Numerical analysis of low crossflow impingement cooling geometry

Gas turbine design has been characterized over the years by a continuous increase of the maximum cycle temperature and a continuous reduction of turbine blades cooling flow rate, justified by a corresponding increase of cycle efficiency and power output. An accurate design of the cooling system and a strong knowledge of heat transfer phenomena developed inside a gas turbine vane or blade is mandatory. In this paper an innovative impingement geometry for vanes applications is presented. The goal of this improved impingement is to avoid negative effects of crossflow coming from the previous jets in a configuration characterized by a large number of consecutive rows. After the geometry definition, CHT (Conjugate Heat Transfer) CFD simulations results is presented where a comparison of the innovative and a standard impingement geometry is conducted. The two different geometries share same global dimensions and same air consumption, so a comparison can be considered significant. Subsequently CFD analyses are compared to a decoupled procedure for evaluating metal temperatures: in this methodology the internal cooling system is modeled by an in-house one-dimensional thermo-fluid network solver, external heat loads and pressure distributions are evaluated through 3D CFD and heat conduction through the solid is computed through a 3D FEM solution.
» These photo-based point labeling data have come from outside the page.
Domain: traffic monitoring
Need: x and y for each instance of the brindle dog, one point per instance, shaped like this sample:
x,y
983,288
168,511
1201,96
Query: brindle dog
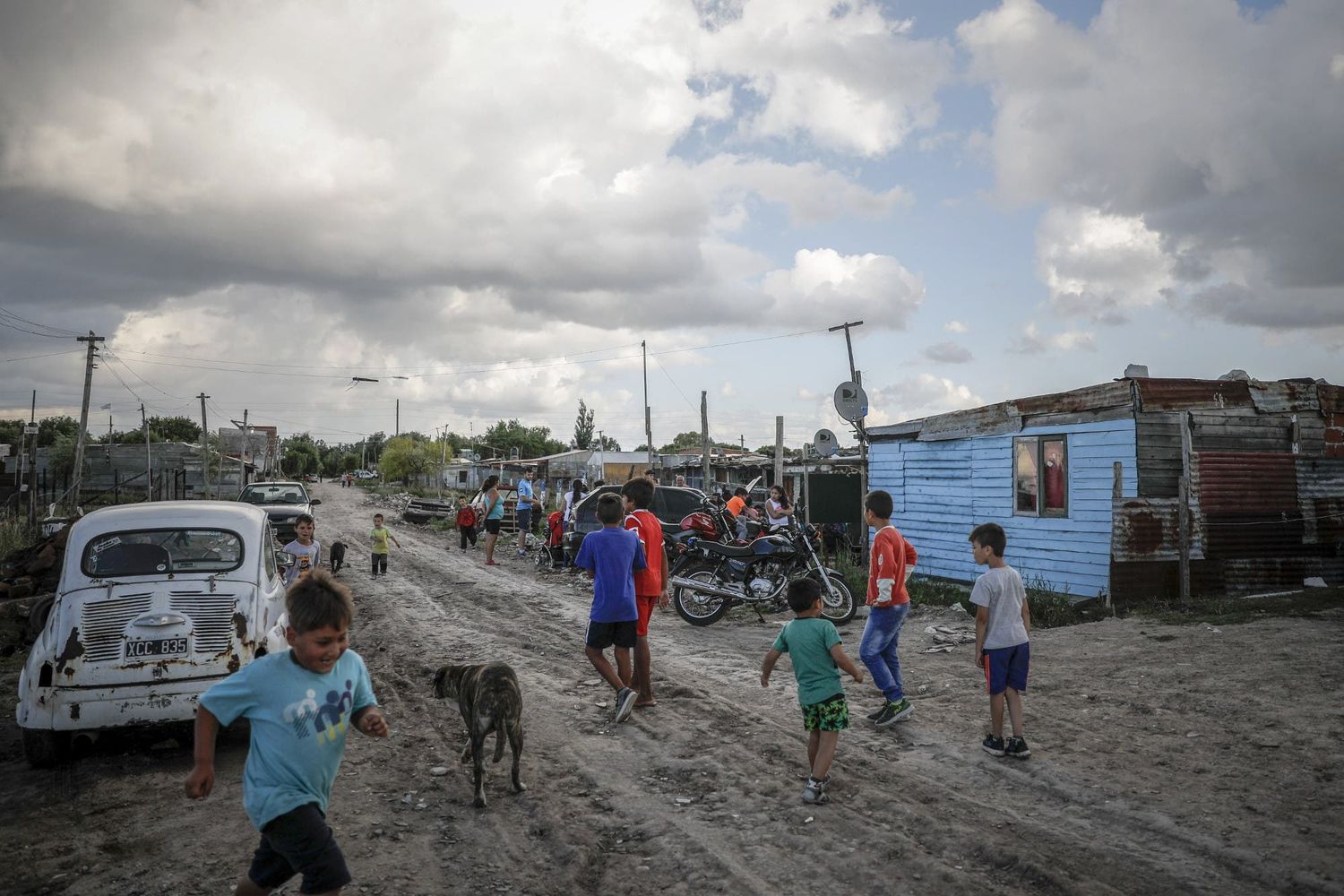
x,y
489,700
The validation of such procedure allows to run many different geometry configurations with a remarkable savings in computational costs. These runs are performed in order to find the main geometrical characteristics that can reduce metal temperatures on the plate, maintaining global dimensions and air consumptions. In the second part of the paper the innovative cooling geometry is applied in a second stage gas turbine vane, replacing the existent impingement plate. The results, carried out with a procedure described above, shows a significant reduction in external metal temperature. The performed analysis allow to underline how the presented innovative configuration can improve heat transfer in a gas turbine vane due to a strong reduction of the negative effect of the crossflow produced by the jets. Multiple runs with a very low computational time are carried out using the procedure described in [2], defining which are the most influential geometrical parameters for a good design of the presented low crossflow impingement.